Он в пятый раз запорол посев петрушки. Только однажды она пустила корни, но он не потрудился ее прорядить или недостаточно лелеял, слишком гордый своим успехом, шея надувается, зоб напрягается, щитовидная железа подстрекает осаждаться свои равнодушные узелки. У щитовидной железы две доли, как и у плавательного пузыря далеко зашедших по эволюционной лестнице рыб, что идут от Саратова вверх по течению. Он воображает, как гипофиз просто-напросто из-за дурного расположения духа бичует шейную и остальные железы, возмущает все секретные движения обжитого им тела.
А ацтеки, должно быть, тихонько посмеиваются, пробираясь по дорожкам между заборами, над выращенными им помидорами.
Но петрушка — это полный конфуз. До такой степени, что садовник косится в сторону пастбищ. Он спит и видит себя пастухом, в компании симпатичной дворняги, которая не боится ничего, кроме грозы, и ласково покусывает овечек за мосолыжки. Чтобы не присутствовать при огородной катастрофе, он уходит подальше от своих плантаций, идет вдоль канала, проходит по мосту над баржами, и все же возвращается на огород, чтобы завершить начатую работу, берет в сарае мачете и мутузит терновник, зимнюю пищу косуль, упорствует в своем начинании, наворачивая на зубья вил колючие стебли и пуская мысли на самотек, подбавляя закваски в брожение своих грез.
Породниться со стадом косуль, тесно с ними сойтись, сосать козочек, взамен проведя их через частные владения, через частную общественную собственность, через частный город Брюссель. Там, в величественных склепах, спят нотариусы отца в сыне, освященные королями.

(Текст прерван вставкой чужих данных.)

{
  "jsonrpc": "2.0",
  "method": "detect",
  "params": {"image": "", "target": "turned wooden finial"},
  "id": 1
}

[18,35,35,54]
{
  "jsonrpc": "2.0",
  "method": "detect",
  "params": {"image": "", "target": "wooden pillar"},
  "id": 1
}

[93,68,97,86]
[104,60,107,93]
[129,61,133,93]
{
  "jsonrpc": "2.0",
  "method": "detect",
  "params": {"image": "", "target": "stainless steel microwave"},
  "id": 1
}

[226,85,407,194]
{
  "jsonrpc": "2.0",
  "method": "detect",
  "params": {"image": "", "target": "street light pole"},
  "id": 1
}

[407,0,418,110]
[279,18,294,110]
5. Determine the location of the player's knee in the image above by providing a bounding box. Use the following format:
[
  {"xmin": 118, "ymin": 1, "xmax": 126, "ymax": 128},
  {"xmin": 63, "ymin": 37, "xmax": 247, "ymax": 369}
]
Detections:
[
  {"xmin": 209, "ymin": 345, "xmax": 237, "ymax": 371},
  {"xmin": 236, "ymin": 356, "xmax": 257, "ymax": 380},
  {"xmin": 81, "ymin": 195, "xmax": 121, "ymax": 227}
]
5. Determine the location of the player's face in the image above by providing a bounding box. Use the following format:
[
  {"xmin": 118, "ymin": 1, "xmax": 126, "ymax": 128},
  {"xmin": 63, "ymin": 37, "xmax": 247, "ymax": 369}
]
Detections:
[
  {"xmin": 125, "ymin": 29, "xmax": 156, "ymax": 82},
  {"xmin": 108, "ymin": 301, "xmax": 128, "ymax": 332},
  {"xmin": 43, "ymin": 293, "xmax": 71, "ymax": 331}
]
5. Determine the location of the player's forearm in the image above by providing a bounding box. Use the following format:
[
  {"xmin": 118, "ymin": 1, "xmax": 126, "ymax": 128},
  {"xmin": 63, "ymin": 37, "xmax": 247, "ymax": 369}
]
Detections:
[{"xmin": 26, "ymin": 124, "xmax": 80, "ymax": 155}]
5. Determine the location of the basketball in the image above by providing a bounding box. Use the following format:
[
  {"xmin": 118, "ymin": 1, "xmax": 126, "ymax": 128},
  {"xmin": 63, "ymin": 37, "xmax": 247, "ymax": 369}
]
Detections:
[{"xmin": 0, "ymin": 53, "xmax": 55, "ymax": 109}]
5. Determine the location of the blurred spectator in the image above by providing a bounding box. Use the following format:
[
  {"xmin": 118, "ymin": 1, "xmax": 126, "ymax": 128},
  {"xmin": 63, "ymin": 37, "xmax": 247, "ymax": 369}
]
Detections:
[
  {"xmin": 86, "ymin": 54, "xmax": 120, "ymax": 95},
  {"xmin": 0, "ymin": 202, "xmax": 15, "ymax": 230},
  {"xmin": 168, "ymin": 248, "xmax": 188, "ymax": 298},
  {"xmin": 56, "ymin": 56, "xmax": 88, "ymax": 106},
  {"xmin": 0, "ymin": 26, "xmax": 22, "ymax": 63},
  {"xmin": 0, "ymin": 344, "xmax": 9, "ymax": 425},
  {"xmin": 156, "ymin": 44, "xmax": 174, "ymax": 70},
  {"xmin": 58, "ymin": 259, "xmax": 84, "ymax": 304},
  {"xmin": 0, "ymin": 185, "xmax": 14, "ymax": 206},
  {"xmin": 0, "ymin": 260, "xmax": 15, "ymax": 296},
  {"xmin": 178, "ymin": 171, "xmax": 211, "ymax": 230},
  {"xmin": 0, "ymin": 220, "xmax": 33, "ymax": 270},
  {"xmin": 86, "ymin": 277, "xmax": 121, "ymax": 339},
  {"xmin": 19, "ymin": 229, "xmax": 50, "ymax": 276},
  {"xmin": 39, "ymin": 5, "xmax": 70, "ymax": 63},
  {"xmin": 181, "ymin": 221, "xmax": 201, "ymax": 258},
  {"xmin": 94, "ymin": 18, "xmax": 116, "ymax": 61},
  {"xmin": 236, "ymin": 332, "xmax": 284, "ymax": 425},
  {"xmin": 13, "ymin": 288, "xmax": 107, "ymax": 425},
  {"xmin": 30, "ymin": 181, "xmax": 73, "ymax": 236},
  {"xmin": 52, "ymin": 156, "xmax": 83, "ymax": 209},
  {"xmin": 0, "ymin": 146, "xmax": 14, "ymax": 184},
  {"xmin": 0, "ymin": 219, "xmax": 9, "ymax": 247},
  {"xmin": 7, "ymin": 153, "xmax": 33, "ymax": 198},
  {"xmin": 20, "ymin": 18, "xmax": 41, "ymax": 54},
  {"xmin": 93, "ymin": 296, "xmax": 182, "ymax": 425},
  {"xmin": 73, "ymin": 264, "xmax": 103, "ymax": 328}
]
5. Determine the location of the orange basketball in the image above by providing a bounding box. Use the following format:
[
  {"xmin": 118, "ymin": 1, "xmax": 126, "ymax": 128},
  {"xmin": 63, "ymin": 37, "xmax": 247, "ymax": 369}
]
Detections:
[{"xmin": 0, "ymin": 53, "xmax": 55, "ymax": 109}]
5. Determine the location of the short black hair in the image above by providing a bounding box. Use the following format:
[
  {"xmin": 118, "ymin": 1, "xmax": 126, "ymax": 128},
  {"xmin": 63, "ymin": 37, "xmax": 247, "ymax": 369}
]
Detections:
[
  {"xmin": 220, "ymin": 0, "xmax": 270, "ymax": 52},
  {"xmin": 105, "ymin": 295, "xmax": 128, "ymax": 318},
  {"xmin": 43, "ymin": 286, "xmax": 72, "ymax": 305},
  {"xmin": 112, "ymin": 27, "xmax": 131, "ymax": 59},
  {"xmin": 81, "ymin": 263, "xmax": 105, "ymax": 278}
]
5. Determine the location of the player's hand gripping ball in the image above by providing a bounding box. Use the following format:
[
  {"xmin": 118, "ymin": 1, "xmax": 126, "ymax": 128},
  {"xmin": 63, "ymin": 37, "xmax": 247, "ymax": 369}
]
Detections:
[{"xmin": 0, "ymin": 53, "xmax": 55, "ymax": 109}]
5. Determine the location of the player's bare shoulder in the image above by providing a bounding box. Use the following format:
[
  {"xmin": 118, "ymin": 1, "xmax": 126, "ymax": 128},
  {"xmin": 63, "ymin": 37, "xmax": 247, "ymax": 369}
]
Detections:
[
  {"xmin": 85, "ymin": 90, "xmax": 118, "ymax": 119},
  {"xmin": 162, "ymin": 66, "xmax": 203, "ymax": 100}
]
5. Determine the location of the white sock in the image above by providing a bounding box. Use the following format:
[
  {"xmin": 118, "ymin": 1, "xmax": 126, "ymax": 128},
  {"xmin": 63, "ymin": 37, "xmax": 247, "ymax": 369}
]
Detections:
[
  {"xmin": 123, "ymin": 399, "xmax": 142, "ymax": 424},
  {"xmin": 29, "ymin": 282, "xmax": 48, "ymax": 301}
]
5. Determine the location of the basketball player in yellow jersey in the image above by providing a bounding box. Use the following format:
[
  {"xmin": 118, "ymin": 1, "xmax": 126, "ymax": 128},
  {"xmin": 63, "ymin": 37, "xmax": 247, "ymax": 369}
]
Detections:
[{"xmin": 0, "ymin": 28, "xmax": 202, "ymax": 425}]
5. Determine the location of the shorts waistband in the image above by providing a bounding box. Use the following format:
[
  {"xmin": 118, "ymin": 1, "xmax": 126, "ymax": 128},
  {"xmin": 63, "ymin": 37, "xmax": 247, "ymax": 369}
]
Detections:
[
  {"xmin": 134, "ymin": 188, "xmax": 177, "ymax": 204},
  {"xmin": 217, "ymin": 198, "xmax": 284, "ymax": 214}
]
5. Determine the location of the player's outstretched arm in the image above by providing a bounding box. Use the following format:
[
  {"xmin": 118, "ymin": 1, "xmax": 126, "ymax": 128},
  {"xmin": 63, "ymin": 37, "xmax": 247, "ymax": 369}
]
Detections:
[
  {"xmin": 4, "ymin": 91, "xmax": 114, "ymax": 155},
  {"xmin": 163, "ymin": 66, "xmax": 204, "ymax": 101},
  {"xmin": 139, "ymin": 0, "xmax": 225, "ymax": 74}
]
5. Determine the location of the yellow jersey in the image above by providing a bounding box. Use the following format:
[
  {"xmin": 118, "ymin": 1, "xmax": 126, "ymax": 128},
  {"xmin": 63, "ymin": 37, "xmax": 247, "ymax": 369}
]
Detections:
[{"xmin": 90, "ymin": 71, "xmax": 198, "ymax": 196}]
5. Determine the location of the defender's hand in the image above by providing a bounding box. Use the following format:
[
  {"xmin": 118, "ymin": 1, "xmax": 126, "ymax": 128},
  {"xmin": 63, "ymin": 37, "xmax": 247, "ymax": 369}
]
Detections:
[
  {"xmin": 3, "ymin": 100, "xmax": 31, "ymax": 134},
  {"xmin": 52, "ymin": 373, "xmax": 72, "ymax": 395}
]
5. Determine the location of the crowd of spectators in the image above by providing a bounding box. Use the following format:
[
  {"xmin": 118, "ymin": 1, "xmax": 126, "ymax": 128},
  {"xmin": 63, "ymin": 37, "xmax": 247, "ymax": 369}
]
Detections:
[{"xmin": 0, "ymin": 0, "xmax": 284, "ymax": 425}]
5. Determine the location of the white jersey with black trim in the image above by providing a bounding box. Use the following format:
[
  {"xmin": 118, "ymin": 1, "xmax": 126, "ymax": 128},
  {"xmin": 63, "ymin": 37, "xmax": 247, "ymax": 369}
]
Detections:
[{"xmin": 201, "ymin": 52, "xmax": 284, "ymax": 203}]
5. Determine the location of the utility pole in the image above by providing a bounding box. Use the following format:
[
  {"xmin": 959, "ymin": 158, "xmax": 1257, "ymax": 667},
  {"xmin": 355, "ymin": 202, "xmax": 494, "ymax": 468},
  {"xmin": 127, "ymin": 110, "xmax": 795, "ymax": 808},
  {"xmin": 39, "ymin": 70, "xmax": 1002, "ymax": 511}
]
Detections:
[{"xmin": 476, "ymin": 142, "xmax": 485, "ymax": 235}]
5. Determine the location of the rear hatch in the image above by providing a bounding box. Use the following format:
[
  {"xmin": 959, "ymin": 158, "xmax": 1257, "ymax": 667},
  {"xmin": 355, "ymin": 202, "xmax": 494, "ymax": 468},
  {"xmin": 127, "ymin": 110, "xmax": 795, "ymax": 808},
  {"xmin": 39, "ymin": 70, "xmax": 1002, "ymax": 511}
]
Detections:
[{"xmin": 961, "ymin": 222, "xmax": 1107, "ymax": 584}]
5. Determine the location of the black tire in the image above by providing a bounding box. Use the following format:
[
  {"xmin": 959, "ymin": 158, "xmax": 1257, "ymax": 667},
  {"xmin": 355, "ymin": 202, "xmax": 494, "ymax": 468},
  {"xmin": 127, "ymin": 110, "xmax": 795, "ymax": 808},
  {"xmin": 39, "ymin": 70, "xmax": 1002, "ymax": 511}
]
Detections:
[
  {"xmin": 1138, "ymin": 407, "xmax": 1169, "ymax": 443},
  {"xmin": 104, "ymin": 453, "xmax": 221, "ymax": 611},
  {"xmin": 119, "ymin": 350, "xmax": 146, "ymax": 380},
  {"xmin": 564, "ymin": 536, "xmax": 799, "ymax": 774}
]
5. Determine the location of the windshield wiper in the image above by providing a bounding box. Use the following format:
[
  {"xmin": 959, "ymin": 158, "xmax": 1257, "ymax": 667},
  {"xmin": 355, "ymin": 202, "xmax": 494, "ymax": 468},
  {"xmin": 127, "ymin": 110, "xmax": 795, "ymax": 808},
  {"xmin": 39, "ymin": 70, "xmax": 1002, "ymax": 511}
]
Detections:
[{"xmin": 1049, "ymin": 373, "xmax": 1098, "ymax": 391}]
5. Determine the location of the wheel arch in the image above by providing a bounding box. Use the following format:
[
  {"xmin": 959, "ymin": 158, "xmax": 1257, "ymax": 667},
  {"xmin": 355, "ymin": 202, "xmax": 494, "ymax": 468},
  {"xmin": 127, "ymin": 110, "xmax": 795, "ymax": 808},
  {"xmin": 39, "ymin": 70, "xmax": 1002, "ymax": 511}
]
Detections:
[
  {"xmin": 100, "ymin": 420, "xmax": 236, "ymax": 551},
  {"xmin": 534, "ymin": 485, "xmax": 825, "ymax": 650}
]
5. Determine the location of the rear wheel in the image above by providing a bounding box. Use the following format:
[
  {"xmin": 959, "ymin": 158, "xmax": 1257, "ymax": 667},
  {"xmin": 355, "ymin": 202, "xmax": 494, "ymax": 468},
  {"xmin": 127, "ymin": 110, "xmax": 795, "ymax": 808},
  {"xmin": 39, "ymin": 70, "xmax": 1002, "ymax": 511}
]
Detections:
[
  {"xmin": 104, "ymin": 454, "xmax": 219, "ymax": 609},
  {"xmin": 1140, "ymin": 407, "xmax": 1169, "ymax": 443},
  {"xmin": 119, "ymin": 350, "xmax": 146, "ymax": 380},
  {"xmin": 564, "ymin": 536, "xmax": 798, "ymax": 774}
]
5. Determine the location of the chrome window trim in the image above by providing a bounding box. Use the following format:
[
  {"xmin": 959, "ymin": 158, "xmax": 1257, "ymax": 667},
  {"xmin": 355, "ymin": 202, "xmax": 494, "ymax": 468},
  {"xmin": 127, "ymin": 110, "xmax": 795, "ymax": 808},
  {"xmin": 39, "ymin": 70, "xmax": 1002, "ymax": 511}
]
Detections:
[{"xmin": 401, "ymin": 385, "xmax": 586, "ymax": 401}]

* * *Две кособокие хибары, одна, в пару шагов шириной, превращена в теплицу. Усыпанный плодами старый шиповник. Крик сороки, подражающей чибису, сойке или брюссельскому попугаю. Бряканье жести о дерево, словеса лейки. Дымы. Вот он по возвращении в Брабант, вот он пилит, вот он косит, вот он у бочки. Вот он у Крулевского источника, у Коровьей горы. Потом отбытие в направлении Льежа, в направлении реки, где плавают и ныряют рыбы с секретным пузырем о двух камерах, воспоминания о погоде, омутах, мостах.
* * *Поскольку река тут как тут, нельзя о ней не поговорить, коли она плещет меж берегов и, тяжелая и грязная, елозит по своему ложу, летом мерцает, дымится, но обычно я видел ее только издали, в голубом мареве. Я горжусь, что научился плавать в ее водах, вверх по течению от Льежа. Теперь она течет как отработанное масло керосинового движка. Движок жаждет, да движительница сбрендила. Даже мой мозг требует вернуть каменное масло былого качества, первосортное иракское и иранское, с зелеными, золочеными, черными икринками, зрачками Лизаветы, Клары и Тамары. О белуга, где сому до икры твоей!
Поскольку река тут как тут, нужно скользнуть в нее, закрыв рот, с зажженным перед собой факелом. Спускаешься в воду на уровне водного клуба, оставив на набережной всех проститутов. Входишь в воду. Пара легких служит спасательным буем, и посему их нужно сдуть. На самом дне лежит велосипед, косяк усачей пожевывает его спицы. На скалах, на песке и в тине сияют рассыпанные созвездиями золотые сапеки. Какая водосточная отдушина их отхаркнула? Не та ли, что пропускает воды Легии? Не та ли, что в сращении у Арочного моста?[54] Ухо улавливает мелодию, звучат барабаны. К площади Сен-Ламбера, знаменитого заики, направляется табун конных жандармов, и бряцанье подков проникает в глубь потока. Тулово колышется, руки загребают, а ноги поддерживают равновесие, волосы развеваются, как по ветру. Скоро мост Атлас. Скоро черные бакланы. Скоро нерестилища Нижнего Мааса, мел, отмели, Голландия.
* * *Сапеки сапекам рознь. Одни утекают между пальцами, другие мгновенно рассеиваются, словно дым, до чего легкий дымок, и журавль мешкает на одной ноге на круто карабкающейся вверх улице. Где он? Что он делает в городе? Это тайна. Он только и помнит, что стенные часы в бистро, которые мило показывали восемь часов вечера в Сен-Жиле, на паперти, в раю, в курятнике, в кафе В., куда он зашел отлить после долгого уже променада и где, прежде чем спуститься в подвал, заказал у первой попавшейся подавальщицы не то белое пиво, не то «Шуфф»[55]. Потерял в раю бумажник из марокканской кожи.